Akademik Veri Yönetim Sistemi
SCIENTIFIC REPORTS, cilt.15, sa.1, 2025 (SCI-Expanded, Scopus)
In this study as a renewable resorce, silk sericin (SS), a protein surrounding fibroin fibers in silk, was chemically modified with various amines (e.g., methylamine, butylamine) to improve its functional properties. These modifications, which included nucleophilic substitution reactions, improved its thermal stability, mechanical strength, and biological activity by substituting primary amine groups in place of hydroxyl ions in the structure. Modified SS (M-SS) was then used to produce nanofiber membranes via coaxial electrospinning. In this process, polyvinyl alcohol (PVA) served as the hydrophilic and SS/M-SS carrier polymer to delay biodegradation, while hydrophobic polylactic acid (PLA) and polycaprolactone (PCL) formed the shell to enhance mechanical strength and provide minimum adhesion to wounded tissues.

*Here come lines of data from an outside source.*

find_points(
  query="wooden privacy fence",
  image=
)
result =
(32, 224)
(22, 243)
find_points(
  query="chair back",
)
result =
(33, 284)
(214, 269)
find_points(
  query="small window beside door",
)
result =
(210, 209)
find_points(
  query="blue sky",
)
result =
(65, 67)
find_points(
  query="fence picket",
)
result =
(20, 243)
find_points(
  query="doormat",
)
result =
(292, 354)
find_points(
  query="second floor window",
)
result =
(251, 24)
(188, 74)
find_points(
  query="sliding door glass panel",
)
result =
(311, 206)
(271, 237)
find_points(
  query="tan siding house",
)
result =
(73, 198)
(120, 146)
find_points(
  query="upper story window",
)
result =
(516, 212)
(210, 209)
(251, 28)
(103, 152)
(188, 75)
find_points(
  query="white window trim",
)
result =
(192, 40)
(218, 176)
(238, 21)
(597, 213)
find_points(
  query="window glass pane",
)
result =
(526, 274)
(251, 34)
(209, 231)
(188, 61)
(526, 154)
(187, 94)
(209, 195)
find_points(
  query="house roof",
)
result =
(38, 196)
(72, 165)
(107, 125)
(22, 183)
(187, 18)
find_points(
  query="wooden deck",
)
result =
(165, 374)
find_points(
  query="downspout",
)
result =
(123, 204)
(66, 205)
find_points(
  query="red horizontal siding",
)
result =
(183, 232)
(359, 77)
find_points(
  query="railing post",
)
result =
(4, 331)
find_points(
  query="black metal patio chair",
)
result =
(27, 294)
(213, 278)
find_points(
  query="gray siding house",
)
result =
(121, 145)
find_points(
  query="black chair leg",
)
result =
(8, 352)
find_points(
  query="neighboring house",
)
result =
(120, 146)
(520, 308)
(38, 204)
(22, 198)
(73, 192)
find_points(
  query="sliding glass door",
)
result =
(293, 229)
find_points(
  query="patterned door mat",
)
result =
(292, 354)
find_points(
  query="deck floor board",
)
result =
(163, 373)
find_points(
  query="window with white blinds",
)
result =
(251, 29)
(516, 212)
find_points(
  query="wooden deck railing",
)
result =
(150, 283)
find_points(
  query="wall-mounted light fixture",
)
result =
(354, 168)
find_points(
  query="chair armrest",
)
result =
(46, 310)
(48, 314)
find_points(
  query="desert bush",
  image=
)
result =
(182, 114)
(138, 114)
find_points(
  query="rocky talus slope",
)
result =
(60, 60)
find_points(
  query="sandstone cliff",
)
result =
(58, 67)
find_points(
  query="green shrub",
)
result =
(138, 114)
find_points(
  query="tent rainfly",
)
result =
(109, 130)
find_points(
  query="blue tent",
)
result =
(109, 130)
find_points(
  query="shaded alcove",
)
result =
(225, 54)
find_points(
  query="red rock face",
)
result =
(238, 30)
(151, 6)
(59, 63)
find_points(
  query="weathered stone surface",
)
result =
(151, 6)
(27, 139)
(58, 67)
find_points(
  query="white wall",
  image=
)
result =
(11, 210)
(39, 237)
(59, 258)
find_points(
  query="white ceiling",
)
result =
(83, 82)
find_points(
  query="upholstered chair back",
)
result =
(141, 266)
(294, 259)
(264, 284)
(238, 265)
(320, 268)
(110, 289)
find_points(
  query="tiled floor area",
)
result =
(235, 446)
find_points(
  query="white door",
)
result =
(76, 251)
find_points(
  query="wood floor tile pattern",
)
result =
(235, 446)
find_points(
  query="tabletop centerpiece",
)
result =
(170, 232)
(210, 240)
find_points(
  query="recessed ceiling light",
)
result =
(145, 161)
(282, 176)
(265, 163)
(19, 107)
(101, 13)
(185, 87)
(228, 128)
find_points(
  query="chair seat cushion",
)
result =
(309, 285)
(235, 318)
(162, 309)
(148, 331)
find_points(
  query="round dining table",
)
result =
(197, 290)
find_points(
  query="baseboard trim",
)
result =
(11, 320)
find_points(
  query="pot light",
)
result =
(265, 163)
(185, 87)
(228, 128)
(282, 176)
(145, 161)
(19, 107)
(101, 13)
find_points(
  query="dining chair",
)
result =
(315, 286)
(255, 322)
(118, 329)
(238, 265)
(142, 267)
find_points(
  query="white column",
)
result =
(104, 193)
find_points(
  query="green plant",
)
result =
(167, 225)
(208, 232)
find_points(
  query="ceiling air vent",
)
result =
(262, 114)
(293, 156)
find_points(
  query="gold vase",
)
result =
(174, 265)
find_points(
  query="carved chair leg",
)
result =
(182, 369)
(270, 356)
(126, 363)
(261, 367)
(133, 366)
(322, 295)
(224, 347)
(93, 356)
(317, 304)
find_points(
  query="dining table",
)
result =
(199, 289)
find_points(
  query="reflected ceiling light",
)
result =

This technique enabled the stable fabrication of core-shell nanofibers containing SS/M-SS, which are typically difficult to electrospin alone. Among the M-SS variants, methylamine-modified sericin (SMAT) yielded nanofibers with the highest tensile strength (0.673 MPa) and 6.44% elongation. The highest thermal resistance was observed in methylamine (SNF7) and butylamine (SNF9) modifications, with SNF7 showing 5% mass loss at 250 degrees C. The lowest resistance was seen in benzylamine-modified fibers (SNF11) at 220 degrees C. SNF9 also exhibited the highest cell viability, indicating its potential for biomedical applications.